UDFs
User-defined function is a widely used concept in SQL world. It is a user-programmable routine to extend SQL.
There are two types of user defined functions in SQL:
UDF
: User-defined function that acts on one row and return a single value.UDAF
: User-defined aggregate function that acts on multiple rows at once and return a single aggregated value as a result.
Easy SQL provides support to define UDF/UDAF, register them, and then use them in ETL.
Since there are multiple SQL engine backends in Easy SQl, we need to implement UDF/UDAF according to the specific backend being selected.
This document will guide you through to create and use UDF/UDAFs.
For spark backend
We can create spark UDF/UDAF using scala or python.
It’s easy to create a spark UDF. An example is as below:
val random = udf(() => Math.random())
spark.udf.register("random", random.asNondeterministic())
For details, please refer to spark UDF / UDAF introduction page.

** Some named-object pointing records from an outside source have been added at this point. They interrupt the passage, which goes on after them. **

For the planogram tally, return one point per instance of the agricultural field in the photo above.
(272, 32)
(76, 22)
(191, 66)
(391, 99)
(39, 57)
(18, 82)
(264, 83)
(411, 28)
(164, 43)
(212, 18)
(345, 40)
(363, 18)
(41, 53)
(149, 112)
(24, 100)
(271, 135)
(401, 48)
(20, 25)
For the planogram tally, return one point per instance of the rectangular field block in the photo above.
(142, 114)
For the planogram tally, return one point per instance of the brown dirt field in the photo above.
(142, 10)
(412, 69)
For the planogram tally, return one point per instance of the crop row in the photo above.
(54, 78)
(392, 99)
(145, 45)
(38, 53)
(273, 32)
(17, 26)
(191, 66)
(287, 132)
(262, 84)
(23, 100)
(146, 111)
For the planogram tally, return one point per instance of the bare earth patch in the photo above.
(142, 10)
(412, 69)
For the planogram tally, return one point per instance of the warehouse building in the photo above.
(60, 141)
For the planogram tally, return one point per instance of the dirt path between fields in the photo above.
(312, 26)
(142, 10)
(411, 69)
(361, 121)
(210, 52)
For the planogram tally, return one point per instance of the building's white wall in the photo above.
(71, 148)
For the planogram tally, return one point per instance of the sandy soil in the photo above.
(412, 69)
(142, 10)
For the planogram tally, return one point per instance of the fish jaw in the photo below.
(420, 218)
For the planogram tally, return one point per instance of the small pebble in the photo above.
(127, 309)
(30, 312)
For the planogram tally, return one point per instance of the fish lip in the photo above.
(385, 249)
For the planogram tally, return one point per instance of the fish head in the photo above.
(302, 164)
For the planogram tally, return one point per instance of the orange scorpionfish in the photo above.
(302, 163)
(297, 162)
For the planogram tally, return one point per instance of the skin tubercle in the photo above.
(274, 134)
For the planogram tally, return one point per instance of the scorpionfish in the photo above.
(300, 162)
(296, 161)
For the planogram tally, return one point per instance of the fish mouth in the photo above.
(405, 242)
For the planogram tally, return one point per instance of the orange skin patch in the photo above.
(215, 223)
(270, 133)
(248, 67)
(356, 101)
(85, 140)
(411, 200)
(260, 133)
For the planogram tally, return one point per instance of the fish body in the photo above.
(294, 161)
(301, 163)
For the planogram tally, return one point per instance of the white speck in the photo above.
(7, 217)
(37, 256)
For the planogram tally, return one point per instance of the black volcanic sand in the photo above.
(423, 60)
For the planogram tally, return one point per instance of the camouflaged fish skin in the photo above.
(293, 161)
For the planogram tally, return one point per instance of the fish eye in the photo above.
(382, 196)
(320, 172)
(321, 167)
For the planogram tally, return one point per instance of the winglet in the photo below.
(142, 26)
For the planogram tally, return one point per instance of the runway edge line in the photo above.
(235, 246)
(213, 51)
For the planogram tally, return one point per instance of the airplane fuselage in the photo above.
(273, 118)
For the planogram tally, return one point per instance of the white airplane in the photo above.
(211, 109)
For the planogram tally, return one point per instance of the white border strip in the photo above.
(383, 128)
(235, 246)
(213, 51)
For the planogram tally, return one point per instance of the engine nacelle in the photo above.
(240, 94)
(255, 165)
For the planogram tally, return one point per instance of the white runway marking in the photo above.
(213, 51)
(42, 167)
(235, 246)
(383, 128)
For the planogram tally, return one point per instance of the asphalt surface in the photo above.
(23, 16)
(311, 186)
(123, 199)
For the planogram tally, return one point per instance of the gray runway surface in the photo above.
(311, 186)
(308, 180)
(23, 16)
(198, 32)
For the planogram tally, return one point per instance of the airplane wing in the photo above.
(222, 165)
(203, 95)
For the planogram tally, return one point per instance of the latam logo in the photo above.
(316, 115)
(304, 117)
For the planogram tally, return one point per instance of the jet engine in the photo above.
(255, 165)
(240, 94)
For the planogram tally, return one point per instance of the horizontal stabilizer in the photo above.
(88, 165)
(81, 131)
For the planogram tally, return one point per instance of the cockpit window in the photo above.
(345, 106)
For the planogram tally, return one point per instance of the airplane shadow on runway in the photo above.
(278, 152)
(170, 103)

from pyspark.sql.types import IntegerType
from pyspark.sql.functions import udf
import random
random_udf = udf(lambda: int(random.random() * 100), IntegerType()).asNondeterministic()
For details, please refer to pyspark UDF introduction page. There is no support to create UDAF from pyspark yet. We can use collect_list with pyspark UDF to simulate UDAF.
Easy SQL provides support for registering UDF / UDAF in both scala and python.
Register and use scala UDF/UDAF
To define and register a scala UDF/UDAF, we need to create a scala file with a funciton named initUdf
.
Below is an example:
// udfs.scala
package your.company
import org.apache.spark.sql.SparkSession
import org.apache.spark.sql.functions.udf
import org.apache.spark.sql.types._
object udfs {
def initUdfs(spark: SparkSession) {
val string_set = udf((s: Seq[String]) => s.filter(_ != null).toSet.toArray)
spark.udf.register("string_set", string_set)
}
}
The next thing is to compile this file and package it into a jar file. An example command line could be:
# SCALA_BIN is a path to the bin folder of scala sdk directory.
# SCALA_CP is the java class path for compiling. Usually are some jars.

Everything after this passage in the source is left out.